GoCardless Cuts Staff by 15% in Push to Profitability

GoCardless

U.K. FinTech GoCardless is slashing 15% of its workforce as it tries to reach profitability.

The company announced the job cuts on its website Tuesday (June 13), saying it wanted to shift its focus to the core areas of its business.

“We have now finalized our plans to focus on fewer things and the resulting reductions to our cost base in order to get to profitability faster,” wrote CEO Hiroki Takeuchi. “These plans will see us reduce our cost base by ~15% and will affect 17% of the roles at GoCardless.”

The company will cut 135 positions while also moving 15 roles from the U.K. to the Latvian capital of Riga, according to the announcement. In total, the changes will shrink GoCardless’ headcount from north of 900 to below 800.

The company will also reduce its senior leadership team by roughly 25%, with Takeuchi saying in the announcement that “a smaller group is more suitable to lead a smaller organization.”

The job cuts and other changes will get GoCardless “within touching distance of profitability in the near future,” he said, per the announcement.

As PYMNTS noted earlier this year, layoffs are a painful but often effective way for FinTechs to reach profitability.

PayPal, for example, cut spending by $900 million in 2022, partly with layoffs, in anticipation of saving $1.3 billion through 2023, and markets responded well to these moves,” the report said. “Moreover, after Australian-based BNPL platform Zip Co. ceased operations in the United Kingdom and Singapore, it ended the year with $78.5 million in cash and liquidity — and, according to its CEO, Zip will break even by the end of the financial year.”

GoCardless was valued at $2.1 billion last year after raising $312 million in a Series G funding round.
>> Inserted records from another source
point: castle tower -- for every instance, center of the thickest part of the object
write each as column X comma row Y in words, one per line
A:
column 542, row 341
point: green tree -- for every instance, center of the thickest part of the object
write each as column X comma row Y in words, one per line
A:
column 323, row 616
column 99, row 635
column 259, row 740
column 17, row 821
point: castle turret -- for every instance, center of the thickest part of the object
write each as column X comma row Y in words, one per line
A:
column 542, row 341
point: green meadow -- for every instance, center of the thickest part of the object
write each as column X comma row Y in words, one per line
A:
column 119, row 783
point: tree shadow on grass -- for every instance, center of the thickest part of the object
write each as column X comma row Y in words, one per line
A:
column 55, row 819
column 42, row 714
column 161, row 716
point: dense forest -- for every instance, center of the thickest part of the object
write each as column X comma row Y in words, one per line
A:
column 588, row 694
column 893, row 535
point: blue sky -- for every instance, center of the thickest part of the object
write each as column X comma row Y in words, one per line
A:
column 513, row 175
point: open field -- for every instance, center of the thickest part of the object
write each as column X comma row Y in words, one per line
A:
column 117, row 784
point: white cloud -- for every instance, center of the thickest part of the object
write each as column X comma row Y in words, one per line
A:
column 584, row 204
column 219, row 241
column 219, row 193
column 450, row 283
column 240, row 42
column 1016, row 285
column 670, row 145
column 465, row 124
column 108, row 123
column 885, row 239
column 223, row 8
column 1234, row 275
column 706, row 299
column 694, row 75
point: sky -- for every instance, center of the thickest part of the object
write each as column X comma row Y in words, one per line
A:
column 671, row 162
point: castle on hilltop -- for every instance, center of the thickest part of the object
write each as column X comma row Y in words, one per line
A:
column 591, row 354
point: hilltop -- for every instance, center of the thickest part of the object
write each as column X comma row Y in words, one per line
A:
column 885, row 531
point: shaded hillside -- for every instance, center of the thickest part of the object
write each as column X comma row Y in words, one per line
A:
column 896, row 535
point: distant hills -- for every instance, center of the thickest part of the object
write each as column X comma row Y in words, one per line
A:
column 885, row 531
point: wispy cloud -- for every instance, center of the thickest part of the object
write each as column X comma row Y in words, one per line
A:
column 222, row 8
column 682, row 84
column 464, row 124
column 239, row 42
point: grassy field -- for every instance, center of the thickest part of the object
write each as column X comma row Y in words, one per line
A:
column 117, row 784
More recently, the company debuted a product that lets third-party payment providers allow bank-to-bank payments.

PYMNTS research showed that consumers experiment with account-to-account (A2A) payment tools like peer-to-peer (P2P) apps and mobile wallets, and that their adoption of these payment methods has been steadily growing for years.

In his message to employees, Takeuchi pointed to the rising popularity of A2A payments as one of the things that will help GoCardless reach profitability.

“Over time, I’m really confident that these tailwinds will prevail,” he said in the announcement. “We just need to make sure we position ourselves to take advantage of them.”